# Question #672c6

Aug 19, 2017

As stated in the problem pyramid V-ABCD is cut from a cube of edge 12 in.,as shown in the figure. The vertex V is the midpoint of an upper edge of the cube. We are to compute the lateral surface of the pyramid.

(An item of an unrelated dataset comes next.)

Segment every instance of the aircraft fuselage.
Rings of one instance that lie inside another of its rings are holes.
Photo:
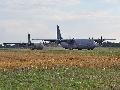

• The lateral surface of the pyramid composed of 4 triangles
$\Delta V A B , \Delta V D C , \Delta V B C = \Delta V A D$

• Area of $\Delta V A B = \frac{1}{2} A B \times V E = \frac{1}{2} \times 12 \times 12 {\text{in"^2=72"in}}^{2}$

• Length of $V B = \sqrt{E {V}^{2} + E {B}^{2}} = \sqrt{{12}^{2} + {6}^{2}} = 6 \sqrt{5} \text{in}$

• In $\Delta V B C , \angle V B C = {90}^{\circ}$

• Length of $V C = \sqrt{B {V}^{2} + B {C}^{2}} = \sqrt{{\left(6 \sqrt{5}\right)}^{2} + {12}^{2}} = 18 \text{in}$

• Area of $\Delta V B C = \frac{1}{2} B C \times V B = \frac{1}{2} \times 12 \times 6 \sqrt{5} = 36 \sqrt{5} {\text{in}}^{2}$

• So Area of $\Delta V A D = 36 \sqrt{5} {\text{in}}^{2}$

• Now semi perimeter of of $\Delta V D C = \frac{1}{2} \left(18 + 18 + 12\right) = 24 \text{in}$

*So area of $\Delta V D C = \sqrt{24 \left(24 - 18\right) \left(24 - 18\right) \left(24 - 12\right)} {\text{in}}^{2}$

$= \sqrt{24 \times 6 \times 6 \times 12} {\text{in"^2=72sqrt2"in}}^{2}$

• Hence the lateral surface of the pyramid composed of 4 triangles
$= \Delta V A B + \Delta V D C + \Delta V B C + \Delta V A D$
$= 72 + 72 \sqrt{2} + 36 \sqrt{5} + 36 \sqrt{5} = 72 \left(1 + \sqrt{2} + \sqrt{5}\right) {\text{in}}^{2}$